A) Boxplots of expression changes relative to naïve for broad and broadening genes, sharp and more intense genes, and a control gene set of the same size. B) GO analysis of broad and broadening and sharp and more intense gene sets for context (top) and context plus shock (bottom) conditions. Biological process (BP) terms meeting significance level of Bonferroni-corrected p < 0.05 are shown. Heatmaps reflect −log10 of Bonferroni-corrected p-value. C) Bar plots of agreement between broad and broadening genes with context or context plus shock relative to naïve. If context or context plus shock peak breadth was less than 25 base pairs different up or downstream of the naïve peak boundary, it was classified as not different. ** = p < 1e-9, *** = p < 1e-15 by Wilcoxon rank sum with Bonferroni correction.

Figure 5. H3K4 methyltransferases Kmt2a and Kmt2b globally regulate H3K4me3 breadth in hippocampal neurons.

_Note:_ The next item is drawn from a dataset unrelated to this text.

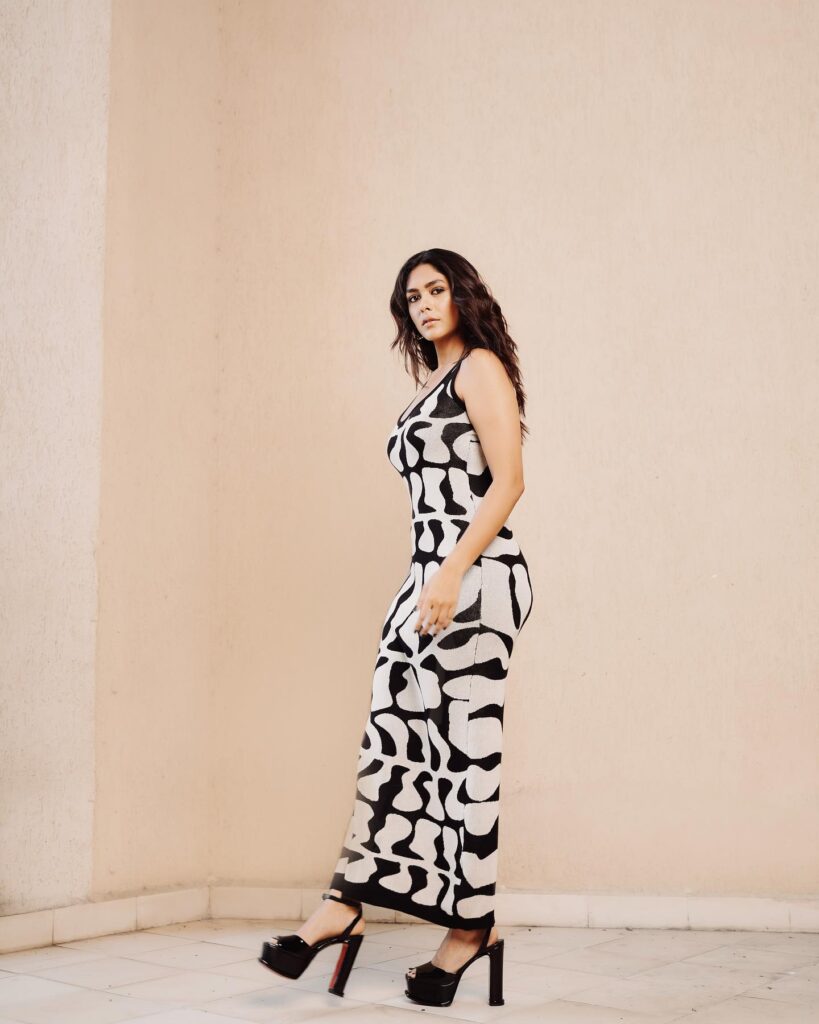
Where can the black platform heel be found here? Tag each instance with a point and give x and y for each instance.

A) Density plots of H3K4me3 breadth for all genes in control, Kmt2a cKO, and Kmt2b cKO mice. B) Genes with significant narrowing of H3K4me3 breadth in Kmt2a cKO (top right panel) or Kmt2b cKO (bottom right panel) relative to control mice (left panels). C) Density plots of H3K4me3 intensity in control, Kmt2a cKO, and Kmt2b cKO mice. D) Breadth of peaks in control mice that narrow after cKO of Kmt2a or Kmt2b. E) Overlap of genes that narrow after cKO of Kmt2a or Kmt2b and genes that broaden in context or context plus shock relative to naïve. *** = p < 1e-15 by Wilcoxon rank sum.